Распределение должностей в камере, конечно, покруче, но ничего несправедливого и ужасающе страшного. Как и в любом коллективе, если ты поставил себя сразу мужиком, а не лохом, если у тебя сильный характер, а это определяется мгновенно сразу же при заезде в хату по глазам и внутреннему содержанию, выражаясь современным языком – сканируют моментально, – тебя никто трогать не будет. Это конечно удается не всем – люди есть люди, особенно тем, кто попадает сюда впервые и не силен в человеческих отношениях.

Немножко отступим и перейдем к уже надежно сформировавшейся по ходу повествования рубрике.


Итак. Кое-что на всякий случай, так – лучше чтобы не пригодилось.

Раз уж зашел разговор о распределении «должностей», имеет смысл рассказать немного о тюремной иерархии.

Следует логичный вопрос: как устроена тюремная иерархия в русской тюрьме? Кое-что я уже описывал.
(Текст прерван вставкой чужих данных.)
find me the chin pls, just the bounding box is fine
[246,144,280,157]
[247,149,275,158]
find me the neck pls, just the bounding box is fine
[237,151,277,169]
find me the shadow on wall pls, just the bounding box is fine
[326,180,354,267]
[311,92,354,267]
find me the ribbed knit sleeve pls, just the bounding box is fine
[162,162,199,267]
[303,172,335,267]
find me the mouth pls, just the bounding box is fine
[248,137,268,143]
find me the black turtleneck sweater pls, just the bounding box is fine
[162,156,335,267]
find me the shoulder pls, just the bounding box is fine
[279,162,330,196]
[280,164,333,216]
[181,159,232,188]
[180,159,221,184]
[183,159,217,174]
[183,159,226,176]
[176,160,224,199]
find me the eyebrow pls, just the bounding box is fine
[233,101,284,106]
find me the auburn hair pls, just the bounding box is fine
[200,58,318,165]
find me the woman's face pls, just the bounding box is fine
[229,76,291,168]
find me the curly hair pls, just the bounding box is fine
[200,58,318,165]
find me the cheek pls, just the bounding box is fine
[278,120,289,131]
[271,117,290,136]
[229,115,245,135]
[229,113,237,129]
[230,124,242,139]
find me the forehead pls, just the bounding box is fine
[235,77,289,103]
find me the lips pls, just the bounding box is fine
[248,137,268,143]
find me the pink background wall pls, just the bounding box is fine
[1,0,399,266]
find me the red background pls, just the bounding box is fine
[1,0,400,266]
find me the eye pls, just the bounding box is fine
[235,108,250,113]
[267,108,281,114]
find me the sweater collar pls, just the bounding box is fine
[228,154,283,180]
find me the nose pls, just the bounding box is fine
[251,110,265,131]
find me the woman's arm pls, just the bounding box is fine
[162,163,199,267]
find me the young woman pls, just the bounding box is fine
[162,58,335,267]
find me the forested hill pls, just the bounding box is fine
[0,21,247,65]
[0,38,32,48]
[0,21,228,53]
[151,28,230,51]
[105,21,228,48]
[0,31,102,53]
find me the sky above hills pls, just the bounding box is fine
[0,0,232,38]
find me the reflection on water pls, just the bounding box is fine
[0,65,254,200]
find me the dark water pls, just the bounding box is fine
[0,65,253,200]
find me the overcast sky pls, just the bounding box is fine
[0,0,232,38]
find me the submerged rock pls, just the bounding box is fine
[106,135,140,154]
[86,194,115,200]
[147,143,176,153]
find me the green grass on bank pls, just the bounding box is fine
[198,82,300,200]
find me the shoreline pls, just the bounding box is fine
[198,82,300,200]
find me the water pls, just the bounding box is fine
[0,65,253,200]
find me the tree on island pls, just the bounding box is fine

Пожую ещё немного.

В отечественных местах не столь отдаленных все заключенные подразделяются на четыре тюремные касты (их еще называют мастями), по мере значимости – блатные, мужики, козлы и петухи.

Существуют еще и «ответвления» от этих мастей, но принципиального, самостоятельного значения они, по большому счету, не имеют.

Скатиться вниз по тюремной иерархической лестнице можно запросто – одна единственная ошибка, так сказать «косяк», и всё, – подняться наверх или хотя бы вернуть положение уже практически нереально.

Блатные – короли в тюремной иерархии, выше блатных только воры в законе. Но «законников» не так уж и много – в пределах нескольких сотен, а вот блатных наберется поболе – десятки тысяч. Именно они «держат» зону или тюрьму. Блатные обычно, нет обычно надо опустить, точнее убрать, – неудачная связка, – просто не работают. В любом случае официальная должность на зоне для них так сказать «западло», что в переводе на нормальный язык, как вы догадываетесь – табу, иначе неминуем перевод в «козла», то есть сотрудничающих с администрацией.